A jumping-off point to all the Business users' answers​
The Home page for Business users brings together the three most commonly performed actions viz. Monitoring key metrics, consuming the requested reports, and generating new requests. The insights tab leverages AI to generate key insights relevant to the exact user. Self analyze tab allows the user to check something on his own, generally, a small analysis including not more than 10 variables. Earlier these reports lived in bookmark tabs or in the email of the users.
Jobs Module - Transformations

Extract, Transform, and Load (ETL/ELT) data in a completely code-free way
Simply put, a job in data management terminology is moving data from point A to point B along with some transformations to get the data in the desired format. Extraction, Transformation, and Load or ETL in short. The above screen shows the 'transformations' step of the process. Users can filter certain records, change the data type, and find and replace certain items among other transformation features. The user can do it using UI (no code) or enter custom SQL queries for advanced transformations.
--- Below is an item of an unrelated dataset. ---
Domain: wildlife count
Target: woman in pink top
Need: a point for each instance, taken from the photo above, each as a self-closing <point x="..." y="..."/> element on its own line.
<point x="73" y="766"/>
Raw Data - Creating new tables for reports

Streamlining Creation of Final Tables​
Creating the final tables for reports typically involves pulling data from multiple source tables. During the process of merging these tables, it is essential to assign keys, determine the type of join, and keep track of these keys to gain a comprehensive understanding of the table's source and creation methodology. By doing so, it becomes easier to identify and resolve any issues that may arise during the reporting process. The adjoining screen displays the creation of a final table using source tables.
PROTOTYPE
User Journeys for exploring the details of a table or creation of a new one
Since the user journeys are complex please use the prototype
IMPACT
The prototype played a key role in the startup securing seed funding.
The prototype I designed played a key role in the startup's success. It demonstrated the platform's potential and value to investors. This tangible proof of concept helped the company secure seed funding, providing the resources needed for development and growth.